What does NeuroNER do?

NeuroNER is a program that performs NER:

NeuroNER engine

NeuroNER presents the following advantages over the existing NER systems:

Leverages the state-of-the-art prediction capabilities of neural networks (a.k.a. "deep learning")
Enables the users to create or modify annotations for a new or existing corpus
Is cross-platform, open source, freely available, and straightforward to use

Where can NeuroNER be downloaded?

NeuroNER runs on Linux, Mac OS X, and Microsoft Windows. It requires Python 3.5, TensorFlow 1.0, and scikit-learn. NeuroNER's code can be found here: https://github.com/Franck-Dernoncourt/NeuroNER

How to use NeuroNER?

The diagram below presents an overview of NeuroNER. NeuroNER can be used as follows:

Train the neural network that performs the NER. During the training, NeuroNER allows to monitor the network
Evaluate the quality of the predictions made by NeuroNER. The performance metrics can be calculated and plotted by comparing the predicted labels with the gold labels. The evaluation can be done at the same time as the training if the test set is provided along with the training and validation sets, or separately after the training or using a pre-trained model
Deploy NeuroNER for production use: NeuroNER labels the deployment set, i.e. any new text without gold labels.

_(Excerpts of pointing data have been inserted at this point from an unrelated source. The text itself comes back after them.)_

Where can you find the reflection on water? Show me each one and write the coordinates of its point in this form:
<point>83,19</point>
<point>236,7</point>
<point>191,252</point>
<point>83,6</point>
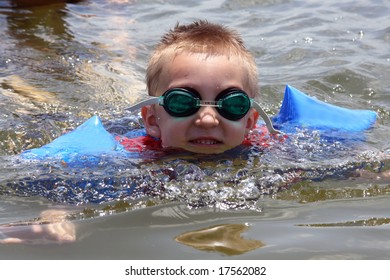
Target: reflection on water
<point>358,223</point>
<point>225,239</point>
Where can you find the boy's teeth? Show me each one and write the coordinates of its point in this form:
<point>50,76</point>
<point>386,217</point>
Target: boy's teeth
<point>205,141</point>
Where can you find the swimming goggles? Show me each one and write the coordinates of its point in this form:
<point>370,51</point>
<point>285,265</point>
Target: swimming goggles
<point>232,104</point>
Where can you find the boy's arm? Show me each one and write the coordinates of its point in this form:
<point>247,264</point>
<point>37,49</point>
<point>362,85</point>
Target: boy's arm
<point>51,227</point>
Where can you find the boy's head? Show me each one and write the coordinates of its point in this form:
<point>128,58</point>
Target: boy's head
<point>200,37</point>
<point>207,64</point>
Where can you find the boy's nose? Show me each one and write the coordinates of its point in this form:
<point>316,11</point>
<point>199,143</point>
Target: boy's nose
<point>207,118</point>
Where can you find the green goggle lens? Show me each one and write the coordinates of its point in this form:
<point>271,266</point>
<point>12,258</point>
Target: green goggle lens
<point>232,104</point>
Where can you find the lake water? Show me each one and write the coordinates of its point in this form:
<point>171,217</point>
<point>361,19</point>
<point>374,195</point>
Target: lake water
<point>304,199</point>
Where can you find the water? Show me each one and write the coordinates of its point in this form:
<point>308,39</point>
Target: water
<point>63,63</point>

How does the NeuroNER engine work?

The NeuroNER engine is based on artificial neural networks (ANNs). Specifically, it relies on a variant of recurrent neural network (RNN) called long short-term memory (LSTM). The NER engine's ANN contains three layers:

Character-enhanced token-embedding layer,
Label prediction layer,
Label sequence optimization layer.

The following diagram presents the architecture of the ANN used in the NeuroNER engine.

How to install NeuroNER?

The GitHub repository explains the installation instructions. Here is a demo showing how easy it is when using the installation script on Ubuntu: the script installs everything you need and start training on the CoNLL-2003 dataset. After a few training epochs, one obtains state-of-the-art results.